Mura Expo: Ekonomi Kerakyatan yang Dioperasikan, Bukan Hanya Dislogankan
Di Puruk Cahu, Mura Expo diselenggarakan di alun-alun kota dan melibatkan 52 peserta dari perangkat daerah, lembaga keuangan, swasta, dan pelaku UMKM. Di sini terlihat jelas bagaimana ekonomi kerakyatan diperlakukan sebagai strategi, bukan jargon. Menurut kepala dinas terkait, Mura Expo dirancang bukan sebatas pameran, tetapi sebagai sarana memperkenalkan produk UMKM, mempromosikan potensi investasi, memperluas layanan publik, dan membangun kemitraan usaha.

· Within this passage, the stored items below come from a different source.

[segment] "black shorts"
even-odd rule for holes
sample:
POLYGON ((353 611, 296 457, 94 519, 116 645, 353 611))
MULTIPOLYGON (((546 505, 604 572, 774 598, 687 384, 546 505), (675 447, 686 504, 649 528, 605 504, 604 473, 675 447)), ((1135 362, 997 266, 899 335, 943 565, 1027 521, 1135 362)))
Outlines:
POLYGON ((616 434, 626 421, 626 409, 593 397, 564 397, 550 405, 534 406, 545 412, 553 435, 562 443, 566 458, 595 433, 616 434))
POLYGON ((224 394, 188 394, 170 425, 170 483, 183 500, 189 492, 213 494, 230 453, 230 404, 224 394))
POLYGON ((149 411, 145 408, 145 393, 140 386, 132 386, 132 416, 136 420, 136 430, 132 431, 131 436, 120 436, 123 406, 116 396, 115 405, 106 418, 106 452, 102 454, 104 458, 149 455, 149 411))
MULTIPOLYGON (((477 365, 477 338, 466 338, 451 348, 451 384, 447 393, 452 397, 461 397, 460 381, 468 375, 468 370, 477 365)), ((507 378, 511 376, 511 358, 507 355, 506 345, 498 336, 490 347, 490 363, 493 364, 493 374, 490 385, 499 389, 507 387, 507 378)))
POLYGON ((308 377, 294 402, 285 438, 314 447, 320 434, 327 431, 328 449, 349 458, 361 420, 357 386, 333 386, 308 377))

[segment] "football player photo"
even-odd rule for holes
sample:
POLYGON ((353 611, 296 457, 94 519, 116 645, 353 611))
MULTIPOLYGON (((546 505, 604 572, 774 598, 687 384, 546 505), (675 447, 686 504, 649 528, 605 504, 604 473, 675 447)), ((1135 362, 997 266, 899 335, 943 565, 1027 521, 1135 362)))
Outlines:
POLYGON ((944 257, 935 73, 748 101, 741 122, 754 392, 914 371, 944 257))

Bupati menekankan agar pelaku UMKM menggunakan expo untuk membangun jaringan, menaikkan kualitas, dan memanfaatkan teknologi digital dalam pemasaran. Kuncinya: pemerintah daerah tidak berhenti pada ajakan “cintai produk lokal”, tetapi menyediakan panggung, mempertemukan pelaku, dan membuka akses informasi. Tanpa desain seperti ini, ekonomi kerakyatan cenderung mandek di level wacana dan konsumsi lokal yang dangkal.
Kalsel Expo: Dari Stand UMKM ke Gerbang Pasar Ekspor
Kalsel Expo memberi gambaran konkret bagaimana expo UMKM regional dapat menjadi jembatan menuju pasar ekspor. Dinas Perdagangan provinsi ikut serta dengan menggandeng mitra binaan—pelaku UMKM dan pedagang yang selama ini dibina melalui berbagai program. Menurut kepala dinas, pembinaan bukan hanya soal kualitas produk, tetapi juga mempersiapkan pelaku usaha memenuhi kebutuhan pasar luar negeri. Hasilnya terasa: beberapa produk makanan ringan UMKM telah menembus pasar internasional, khususnya ke Malaysia dan Thailand. Selain produk UMKM, stand juga mempromosikan komoditas ekspor unggulan seperti batu bara, karet, CPO, minyak, kayu, rotan, serta produk perikanan dan hasil alam lain yang selama ini menopang aktivitas perdagangan ekspor daerah. Dinas Perdagangan berharap Kalsel Expo membuat makin banyak produk lokal “naik kelas” dari pasar daerah ke nasional dan internasional—persis definisi produk ekspor UMKM yang dibutuhkan untuk memperkuat posisi dagang kawasan.
Expo sebagai Momentum Perdagangan Daerah dan Lintas Kawasan
Benang merah dari tiga event ini jelas: expo UMKM regional sedang berubah menjadi momentum perdagangan daerah yang berkelanjutan. Di Surabaya, SGE dimanfaatkan sebagai momentum memperkenalkan produk lokal kepada warga dan wisatawan, dengan pemerintah kota mengambil peran aktif sebagai pemasar produk UMKM dalam berbagai kegiatan resmi. Di Murung Raya, Mura Expo dinyatakan sebagai momentum strategis untuk memperkuat ekonomi kerakyatan dan mendorong UMKM lokal. Di Kalimantan Selatan, keikutsertaan Dinas Perdagangan di Kalsel Expo diposisikan sebagai bagian dari upaya mempersiapkan UMKM untuk memperluas pasar hingga ekspor. Kolaborasi pemerintah daerah dan dinas perdagangan ini mempercepat pemenuhan syarat legalitas, edukasi ekspor, dan promosi komoditas unggulan. Jika pola ini diulang dan dihubungkan antardaerah, expo bukan hanya menggerakkan transaksi sesaat, tetapi menghidupkan jejaring perdagangan antarkota dan lintas batas yang saling menguatkan dalam jangka panjang.